Senators Chris Murphy (D-Conn.) and Todd Young (R-Ind.) have introduced legislation entitled the Workforce Mobility Act (“WMA”). The WMA, like its prior incarnation from last year, seeks to ban non-compete agreements outside of the sale of a business or dissolution of a partnership. The WMA also follows a similar, unsuccessful, attempt by the federal government to limit non-compete agreements on a national scale earlier this year.

Not only would the WMA abolish covenants not to compete nationwide, outside of the extremely narrow exceptions highlighted above, but it would also provide the Department of Labor (DOL) and Federal Trade Commission (FTC) with broad enforcement power. If enacted, the legislation would empower the FTC and DOL to enforce the ban through fines on employers who either fail to notify employees that non-compete agreements are illegal or who require employees to sign covenants not to compete. Additionally, the WMA establishes a private right of action for all employees allegedly aggrieved by a violation of the WMA.

The WMA contains a carve out for parties to enter into an agreement to protect trade secrets. As currently drafted, the WMA does not abrogate the scope of protections provided by the Defend Trade Secrets Act.

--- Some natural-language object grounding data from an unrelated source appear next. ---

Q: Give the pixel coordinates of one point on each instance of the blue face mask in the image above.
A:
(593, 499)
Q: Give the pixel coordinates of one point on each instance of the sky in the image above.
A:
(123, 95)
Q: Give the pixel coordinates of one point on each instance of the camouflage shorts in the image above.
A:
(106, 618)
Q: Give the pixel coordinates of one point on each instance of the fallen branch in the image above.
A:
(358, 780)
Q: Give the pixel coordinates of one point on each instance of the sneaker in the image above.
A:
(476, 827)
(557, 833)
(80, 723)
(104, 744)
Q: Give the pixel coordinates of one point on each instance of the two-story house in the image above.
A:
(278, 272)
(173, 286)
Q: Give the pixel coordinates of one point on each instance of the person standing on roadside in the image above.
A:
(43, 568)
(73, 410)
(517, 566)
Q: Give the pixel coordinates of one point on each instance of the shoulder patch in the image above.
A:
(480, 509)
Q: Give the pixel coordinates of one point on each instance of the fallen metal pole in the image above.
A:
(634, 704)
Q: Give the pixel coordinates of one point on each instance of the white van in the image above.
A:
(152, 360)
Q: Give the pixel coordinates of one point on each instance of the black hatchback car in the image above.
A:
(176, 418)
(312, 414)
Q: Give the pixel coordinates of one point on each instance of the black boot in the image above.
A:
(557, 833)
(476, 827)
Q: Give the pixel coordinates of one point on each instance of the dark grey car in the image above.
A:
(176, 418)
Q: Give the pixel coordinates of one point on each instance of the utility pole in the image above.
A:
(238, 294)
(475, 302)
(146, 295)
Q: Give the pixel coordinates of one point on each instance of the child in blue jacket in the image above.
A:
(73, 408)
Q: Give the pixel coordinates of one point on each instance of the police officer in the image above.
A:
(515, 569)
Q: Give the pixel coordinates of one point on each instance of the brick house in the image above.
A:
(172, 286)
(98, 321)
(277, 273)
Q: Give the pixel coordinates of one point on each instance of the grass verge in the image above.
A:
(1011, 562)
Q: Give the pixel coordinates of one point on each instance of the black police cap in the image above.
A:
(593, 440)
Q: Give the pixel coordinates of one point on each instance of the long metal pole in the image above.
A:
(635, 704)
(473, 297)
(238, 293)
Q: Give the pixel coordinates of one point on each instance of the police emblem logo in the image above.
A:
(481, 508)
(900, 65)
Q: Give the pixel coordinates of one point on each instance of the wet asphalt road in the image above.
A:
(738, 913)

Upon introduction by Senators Murphy and Young, the WMA was referred to the Senate Committee on Health, Education, Labor and Pensions. This is the third time Senator Murphy has introduced legislation banning non-compete agreements. In 2015, Senator Murphy co-sponsored bill entitled the ”Mobility and Opportunity for Vulnerable Employees Act” or the “MOVE Act,” and last year he co-sponsored an earlier iteration of the WMA with Senators Elizabeth Warren and Ron Wyden. If the MOVE Act had been signed into law, it would have prohibited employers from requiring low-wage employees to enter into covenants not to compete and required employers to notify potential employees at the beginning of the hiring process of any requirement to enter into a non-compete agreement. Despite support from the Obama administration, the MOVE Act never made it past the Committee. The WMA is even broader and more restrictive.

Presently, there are no federal restrictions on non-compete agreements, and enacting such a law would have to pass Constitutional muster. But states across the nation have adopted legislation inching those states closer to California’s well-known ban on most post-employment restrictive covenants, including Massachusetts, New Hampshire, Washington, Maine, North Dakota, and Oklahoma. As always, we will continue to monitor state and federal legislation governing restrictive covenant agreements.